Les Armées
La vie pourrait sembler idyllique à San José, petite bourgade colombienne, où Ismael, un vieil instituteur à la retraite, coule des jours paisibles avec sa femme Otilia. À la grande honte de celle-ci, il passe ses journées à épier sa belle voisine qui se prélasse nue au soleil. Mais lorsque des bandes armées que rien ne distingue font irruption, tout se déglingue. Des habitants sont sauvagement assassinés, d’autres enlevés, la peur règne. Ismael commence à perdre la mémoire et la raison, s’égare dans ses souvenirs et dans les rues du village à la recherche de sa femme. Les habitants s’enfuient, mais il décide de rester au milieu des ruines pour attendre le retour d’Otilia, sa dernière boussole.

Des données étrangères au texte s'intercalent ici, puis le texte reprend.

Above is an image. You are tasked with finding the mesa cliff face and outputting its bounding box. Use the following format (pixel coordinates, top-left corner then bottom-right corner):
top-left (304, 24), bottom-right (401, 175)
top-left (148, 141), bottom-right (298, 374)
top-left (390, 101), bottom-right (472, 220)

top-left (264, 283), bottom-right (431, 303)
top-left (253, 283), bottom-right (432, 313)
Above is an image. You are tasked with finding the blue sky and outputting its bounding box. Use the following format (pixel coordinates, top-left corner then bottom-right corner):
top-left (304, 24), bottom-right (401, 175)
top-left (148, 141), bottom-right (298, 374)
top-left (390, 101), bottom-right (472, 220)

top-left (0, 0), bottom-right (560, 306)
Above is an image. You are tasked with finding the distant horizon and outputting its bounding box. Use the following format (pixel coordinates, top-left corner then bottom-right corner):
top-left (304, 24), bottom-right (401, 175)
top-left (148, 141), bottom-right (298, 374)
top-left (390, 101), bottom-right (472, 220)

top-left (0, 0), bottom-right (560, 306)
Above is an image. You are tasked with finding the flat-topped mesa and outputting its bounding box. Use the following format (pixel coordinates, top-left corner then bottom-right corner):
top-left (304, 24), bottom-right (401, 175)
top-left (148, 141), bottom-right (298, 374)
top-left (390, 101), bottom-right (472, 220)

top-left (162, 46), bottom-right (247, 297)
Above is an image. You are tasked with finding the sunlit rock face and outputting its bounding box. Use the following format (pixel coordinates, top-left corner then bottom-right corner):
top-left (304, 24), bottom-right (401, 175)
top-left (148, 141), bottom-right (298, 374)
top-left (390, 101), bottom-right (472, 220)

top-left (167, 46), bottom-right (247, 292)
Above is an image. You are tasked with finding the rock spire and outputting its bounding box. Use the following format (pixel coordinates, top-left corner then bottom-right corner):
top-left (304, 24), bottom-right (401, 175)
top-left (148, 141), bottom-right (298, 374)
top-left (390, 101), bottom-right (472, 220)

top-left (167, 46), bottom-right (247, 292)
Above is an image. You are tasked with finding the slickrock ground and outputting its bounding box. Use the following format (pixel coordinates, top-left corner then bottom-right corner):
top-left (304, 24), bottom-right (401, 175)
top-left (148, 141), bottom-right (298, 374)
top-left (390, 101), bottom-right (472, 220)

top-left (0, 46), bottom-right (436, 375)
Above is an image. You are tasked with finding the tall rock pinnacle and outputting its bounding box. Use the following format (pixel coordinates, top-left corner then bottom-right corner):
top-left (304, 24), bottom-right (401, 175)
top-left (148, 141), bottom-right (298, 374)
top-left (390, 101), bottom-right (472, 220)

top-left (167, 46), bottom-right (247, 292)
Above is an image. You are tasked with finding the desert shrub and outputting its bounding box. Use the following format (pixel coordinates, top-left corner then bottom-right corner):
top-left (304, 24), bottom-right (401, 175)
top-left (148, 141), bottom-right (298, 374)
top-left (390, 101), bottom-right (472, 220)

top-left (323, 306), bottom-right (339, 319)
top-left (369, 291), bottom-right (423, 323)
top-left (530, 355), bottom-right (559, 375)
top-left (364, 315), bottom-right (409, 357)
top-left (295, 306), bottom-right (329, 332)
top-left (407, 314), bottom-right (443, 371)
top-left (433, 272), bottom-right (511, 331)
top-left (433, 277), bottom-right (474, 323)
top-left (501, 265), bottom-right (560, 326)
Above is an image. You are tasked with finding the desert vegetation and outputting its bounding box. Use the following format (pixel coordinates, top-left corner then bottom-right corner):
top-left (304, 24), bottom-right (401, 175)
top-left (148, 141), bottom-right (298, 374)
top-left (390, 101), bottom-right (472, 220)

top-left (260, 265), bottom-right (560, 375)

Vieillard titubant, pathétique, mais révolté jusque dans son délire, Ismael est le narrateur de ce chaos sanglant où le village de San José apparaît comme un concentré chauffé à blanc d’une Colombie ravagée par la violence et les disparitions.
Extrait
C'était comme ça : chez le Brésilien les perroquets riaient tout le temps, je les entendais du mur de mon verger, grimpé sur l'échelle où je cueillais des oranges que je jetais dans un grand panier de palme. De temps à autre je sentais dans mon dos les trois chats qui m'observaient, perchés dans les amandiers. Que me disaient-ils ? Rien, je ne les comprenais pas. Un peu plus loin, ma femme donnait à manger aux poissons du bassin, nous vieillissions ainsi, elle et moi, les poissons et les chats, mais ma femme et les poissons, que me disaient-ils ? Rien, je ne les comprenais pas.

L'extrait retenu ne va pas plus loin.